The Leaves Let Go

April opens the door to spring. It’s the month when the Great Silent Voice speaks: “Time’s up, release without remorse and make way for the new.”

Nature has a different set of rules for the live oaks that canopy the islands of coastal Georgia. They’re programmed to shed their leaves in spring, not November. It disguises our winters. We like that.

But now, last year’s leaves have run their course. Their grip on the Great Mother oak relaxes. One by one, without complaint or coaxing, they begin their short but final journey ‘home.’ Mission accomplished, job completed. Now freed from their work, the transients collectively head south for their permanent retirement.

The enormous oak Titans suddenly stand naked and exposed. But only for a few days. Their spindly skeletons stretch skyward, communing with the winds. Redwing blackbirds give stark contrast to the sky as they bark orders from the barren branches.

Sunlight shines profusely on the warm ground below. The Great Silent Voice speaks again, “Make haste, my small children.” The vegetation undergrowth below immediately springs into life. Somehow it knows its hour in the sun will be short.

Nature is consistent, operating a tightly organized process of life. It makes all appointments on time. Hard on the heels of the leaves’ departure, small green hints of life, barely visible to the eye, begin incipient life. Almost overnight the oaks emerge fully clothed, bathed in a verdant wardrobe.

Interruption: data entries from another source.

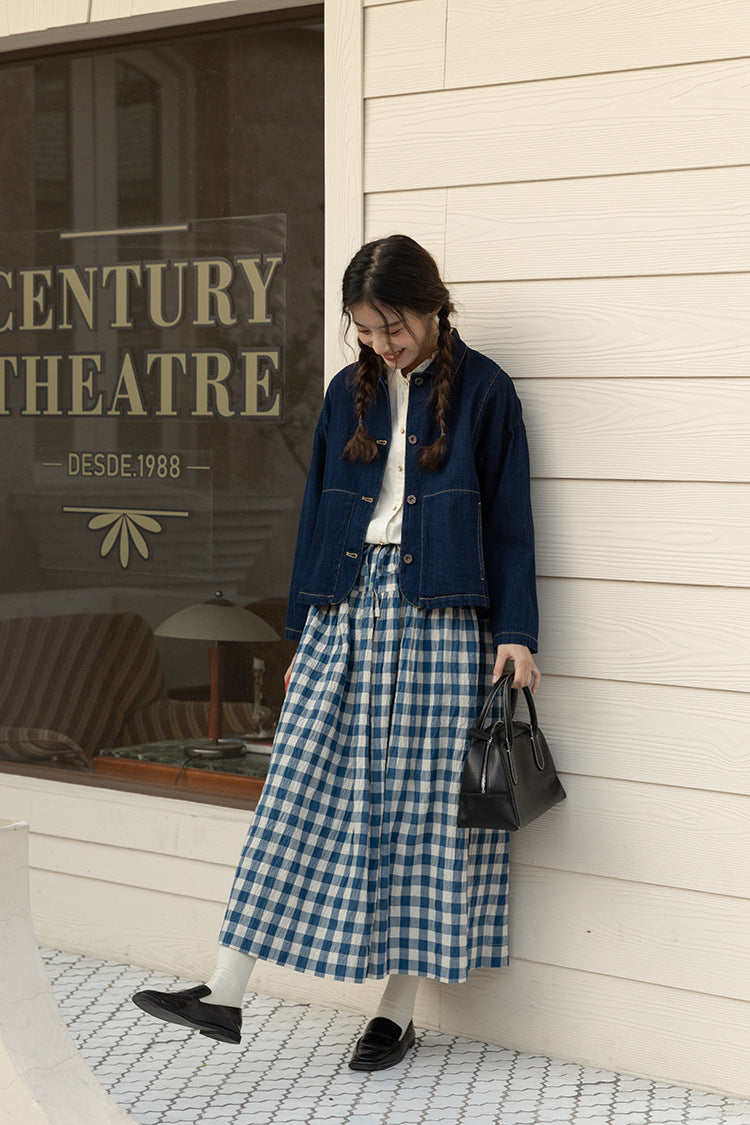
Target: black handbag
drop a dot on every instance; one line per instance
(508, 775)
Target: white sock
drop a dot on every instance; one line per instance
(229, 979)
(397, 1001)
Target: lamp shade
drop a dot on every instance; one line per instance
(216, 620)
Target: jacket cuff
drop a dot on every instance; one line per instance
(516, 638)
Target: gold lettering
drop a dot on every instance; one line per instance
(7, 276)
(34, 385)
(72, 285)
(120, 273)
(33, 297)
(83, 369)
(7, 362)
(168, 363)
(127, 389)
(256, 367)
(155, 284)
(259, 284)
(213, 278)
(213, 369)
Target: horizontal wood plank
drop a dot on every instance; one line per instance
(133, 866)
(551, 38)
(645, 530)
(613, 327)
(670, 1034)
(405, 47)
(643, 834)
(645, 120)
(659, 633)
(423, 218)
(157, 825)
(638, 429)
(20, 18)
(690, 737)
(672, 223)
(652, 934)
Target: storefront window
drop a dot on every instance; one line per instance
(161, 343)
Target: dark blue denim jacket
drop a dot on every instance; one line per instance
(467, 536)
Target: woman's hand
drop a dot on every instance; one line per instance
(527, 674)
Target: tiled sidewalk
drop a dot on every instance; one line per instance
(290, 1069)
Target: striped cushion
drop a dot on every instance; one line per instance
(74, 677)
(169, 719)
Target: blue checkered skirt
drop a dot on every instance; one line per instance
(354, 865)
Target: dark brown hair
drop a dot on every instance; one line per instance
(396, 275)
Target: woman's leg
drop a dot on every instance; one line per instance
(215, 1008)
(390, 1034)
(398, 999)
(229, 978)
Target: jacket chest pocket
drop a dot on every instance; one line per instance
(328, 545)
(452, 518)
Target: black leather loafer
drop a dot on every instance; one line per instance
(216, 1020)
(382, 1045)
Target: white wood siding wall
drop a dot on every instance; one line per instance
(581, 174)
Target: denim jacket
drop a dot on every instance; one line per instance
(467, 537)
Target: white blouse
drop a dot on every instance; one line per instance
(386, 523)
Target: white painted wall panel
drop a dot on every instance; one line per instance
(685, 737)
(419, 214)
(18, 18)
(640, 122)
(632, 429)
(406, 47)
(671, 223)
(674, 531)
(693, 223)
(652, 934)
(493, 41)
(644, 834)
(611, 327)
(685, 636)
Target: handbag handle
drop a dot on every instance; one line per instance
(508, 700)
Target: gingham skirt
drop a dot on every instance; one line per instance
(354, 865)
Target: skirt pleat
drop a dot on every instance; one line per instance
(354, 866)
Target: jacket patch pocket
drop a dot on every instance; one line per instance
(328, 543)
(452, 516)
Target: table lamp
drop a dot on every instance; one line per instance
(216, 620)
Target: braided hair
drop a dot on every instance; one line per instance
(396, 275)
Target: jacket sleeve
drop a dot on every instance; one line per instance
(296, 610)
(507, 523)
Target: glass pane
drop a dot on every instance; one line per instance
(161, 341)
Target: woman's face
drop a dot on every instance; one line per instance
(403, 340)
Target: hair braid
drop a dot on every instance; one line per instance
(433, 456)
(361, 446)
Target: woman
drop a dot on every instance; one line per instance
(413, 585)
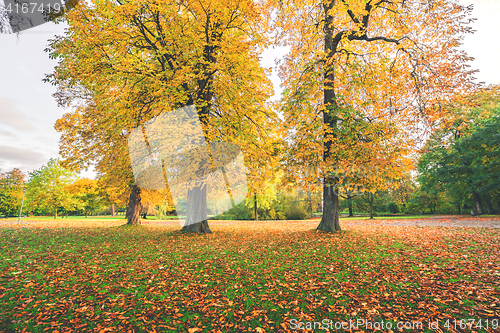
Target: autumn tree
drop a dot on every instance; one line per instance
(47, 188)
(151, 57)
(89, 193)
(461, 158)
(361, 78)
(11, 191)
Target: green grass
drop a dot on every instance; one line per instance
(245, 275)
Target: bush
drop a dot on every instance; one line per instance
(297, 212)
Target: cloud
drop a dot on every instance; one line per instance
(12, 117)
(24, 159)
(8, 134)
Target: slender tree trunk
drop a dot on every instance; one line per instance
(255, 207)
(134, 205)
(489, 206)
(371, 205)
(479, 207)
(330, 219)
(196, 215)
(349, 201)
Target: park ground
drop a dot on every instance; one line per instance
(89, 275)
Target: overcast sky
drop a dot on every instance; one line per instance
(28, 111)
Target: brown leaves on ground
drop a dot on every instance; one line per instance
(245, 277)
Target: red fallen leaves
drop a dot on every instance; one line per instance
(370, 271)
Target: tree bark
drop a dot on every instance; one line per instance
(479, 207)
(371, 205)
(134, 205)
(330, 219)
(196, 218)
(349, 201)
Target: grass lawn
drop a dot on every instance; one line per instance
(265, 276)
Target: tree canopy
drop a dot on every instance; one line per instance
(123, 63)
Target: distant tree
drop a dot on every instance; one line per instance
(48, 188)
(11, 191)
(361, 76)
(463, 157)
(89, 193)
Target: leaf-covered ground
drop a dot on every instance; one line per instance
(84, 275)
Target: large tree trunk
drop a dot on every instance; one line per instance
(479, 207)
(330, 219)
(196, 215)
(134, 205)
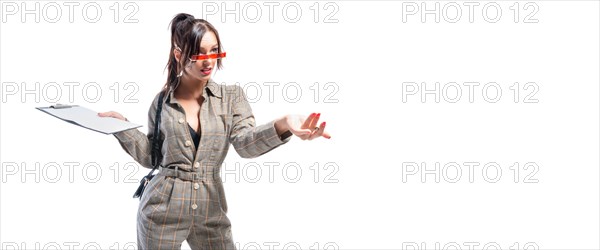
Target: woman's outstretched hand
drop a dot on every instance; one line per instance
(305, 127)
(112, 114)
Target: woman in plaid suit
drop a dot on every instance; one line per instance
(199, 120)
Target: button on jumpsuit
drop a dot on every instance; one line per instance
(186, 199)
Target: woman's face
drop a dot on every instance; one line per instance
(202, 69)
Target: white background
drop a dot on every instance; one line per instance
(368, 55)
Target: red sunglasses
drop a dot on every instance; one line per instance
(209, 56)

In a short time, the fallen leaf carpet becomes compost. The Voice speaks softly to these fallen workers, “Sleep on, you have served well. It’s time for another to bear the burden. For you to cling beyond your appointed time would render you a dull, lusterless relic of the past, an antique of a bygone season.”

Leaves listen, never argue. They instinctively know that new life requires them to move on. They’re innately schooled in photosynthesis, knowing that when their green morphs to brown, their ability to synthesize food is terminally impaired. They’ve become useless. Unlike some politicians, they know when to say, “Enough.”

Oak leaves don’t think. But if they could, would they have a self-esteem problem? Would they look around and see billions of other leaves and say, “O, of what value am I, just one among so many, and a little one at that?”

And if the Mother Tree could answer, it might say, “If not for each of you, I could not exist.” Is this answer sufficient to solve low self-esteem? One wonders. After all, there is a time and a season for everything.

Perhaps to assuage the hearts of the fallen leaves, the Titan might say, “Consider the acorns, my children. They also have to let go, to drop, to die. Somehow they’re programmed to know that there’s a squirrel waiting to bury them so they can again take root downward and bear fruit upward. Trust me, My ways are perfect.”

The March breezes carry the whisper of the Great Silent Voice as it speaks tender assurances to the leaves. “As you were not anxious in the day of your birth, be not anxious in the day of your demise. Well done, good and faithful leaves.”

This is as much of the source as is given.